The current generation of revision control tools is peer-to-peer in
nature.  All of these systems have dropped the dependency on a single
central server, and allow people to distribute their revision control
data to where it's actually needed.  Collaboration over the Internet
has moved from constrained by technology to a matter of choice and
consensus.  Modern tools can operate offline indefinitely and
autonomously, with a network connection only needed when syncing
changes with another repository.

\section{A few of the advantages of distributed revision control}

Even though distributed revision control tools have for several years
been as robust and usable as their previous-generation counterparts,
people using older tools have not yet necessarily woken up to their
advantages.  There are a number of ways in which distributed tools
shine relative to centralised ones.

For an individual developer, distributed tools are almost always much
faster than centralised tools.  This is for a simple reason: a
centralised tool needs to talk over the network for many common
operations, because most metadata is stored in a single copy on the
central server.  A distributed tool stores all of its metadata
locally.  All else being equal, talking over the network adds overhead
to a centralised tool.  Don't underestimate the value of a snappy,
responsive tool: you're going to spend a lot of time interacting with
your revision control software.

Distributed tools are indifferent to the vagaries of your server
infrastructure, again because they replicate metadata to so many
locations.  If you use a centralised system and your server catches
fire, you'd better hope that your backup media are reliable, and that
your last backup was recent and actually worked.  With a distributed
tool, you have many backups available on every contributor's computer.

The reliability of your network will affect distributed tools far less
than it will centralised tools.  You can't even use a centralised tool
without a network connection, except for a few highly constrained
commands.  With a distributed tool, if your network connection goes
down while you're working, you may not even notice.  The only thing
you won't be able to do is talk to repositories on other computers,
something that is relatively rare compared with local operations.  If
you have a far-flung team of collaborators, this may be significant.

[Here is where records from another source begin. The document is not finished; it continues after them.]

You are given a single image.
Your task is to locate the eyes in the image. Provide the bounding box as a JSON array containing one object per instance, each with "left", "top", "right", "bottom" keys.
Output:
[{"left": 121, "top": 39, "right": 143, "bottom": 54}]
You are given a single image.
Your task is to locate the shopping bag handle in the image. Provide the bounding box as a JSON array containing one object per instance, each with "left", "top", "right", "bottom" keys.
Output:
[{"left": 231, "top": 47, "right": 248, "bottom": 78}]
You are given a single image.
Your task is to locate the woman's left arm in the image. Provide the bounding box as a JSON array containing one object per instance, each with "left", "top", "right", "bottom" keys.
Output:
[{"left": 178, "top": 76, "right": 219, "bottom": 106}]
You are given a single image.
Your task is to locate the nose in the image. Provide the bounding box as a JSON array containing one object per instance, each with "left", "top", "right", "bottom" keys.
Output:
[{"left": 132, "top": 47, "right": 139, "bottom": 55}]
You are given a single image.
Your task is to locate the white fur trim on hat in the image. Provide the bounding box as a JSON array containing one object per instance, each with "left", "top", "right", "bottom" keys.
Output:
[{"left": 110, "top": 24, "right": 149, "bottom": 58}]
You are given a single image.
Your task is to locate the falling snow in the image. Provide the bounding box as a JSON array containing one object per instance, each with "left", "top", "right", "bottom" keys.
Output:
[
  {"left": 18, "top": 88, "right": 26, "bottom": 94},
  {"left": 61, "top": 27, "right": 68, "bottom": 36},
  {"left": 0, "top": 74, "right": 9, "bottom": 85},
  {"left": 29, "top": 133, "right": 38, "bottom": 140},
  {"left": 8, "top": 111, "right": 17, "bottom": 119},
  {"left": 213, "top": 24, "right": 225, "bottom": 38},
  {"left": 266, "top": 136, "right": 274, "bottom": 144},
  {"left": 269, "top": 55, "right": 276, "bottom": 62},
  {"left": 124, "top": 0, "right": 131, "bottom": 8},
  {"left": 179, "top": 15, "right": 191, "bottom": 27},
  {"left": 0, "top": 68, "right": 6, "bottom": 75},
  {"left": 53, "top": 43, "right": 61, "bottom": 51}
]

\subsection{Advantages for open source projects}

If you take a shine to an open source project and decide that you
would like to start hacking on it, and that project uses a distributed
revision control tool, you are at once a peer with the people who
consider themselves the ``core'' of that project.  If they publish
their repositories, you can immediately copy their project history,
start making changes, and record your work, using the same tools in
the same ways as insiders.  By contrast, with a centralised tool, you
must use the software in a ``read only'' mode unless someone grants
you permission to commit changes to their central server.  Until then,
you won't be able to record changes, and your local modifications will
be at risk of corruption any time you try to update your client's view
of the repository.

\subsubsection{The forking non-problem}

It has been suggested that distributed revision control tools pose
some sort of risk to open source projects because they make it easy to
``fork'' the development of a project.  A fork happens when there are
differences in opinion or attitude between groups of developers that
cause them to decide that they can't work together any longer.  Each
side takes a more or less complete copy of the project's source code,
and goes off in its own direction.

Sometimes the camps in a fork decide to reconcile their differences.
With a centralised revision control system, the \emph{technical}
process of reconciliation is painful, and has to be performed largely
by hand.  You have to decide whose revision history is going to
``win'', and graft the other team's changes into the tree somehow.
This usually loses some or all of one side's revision history.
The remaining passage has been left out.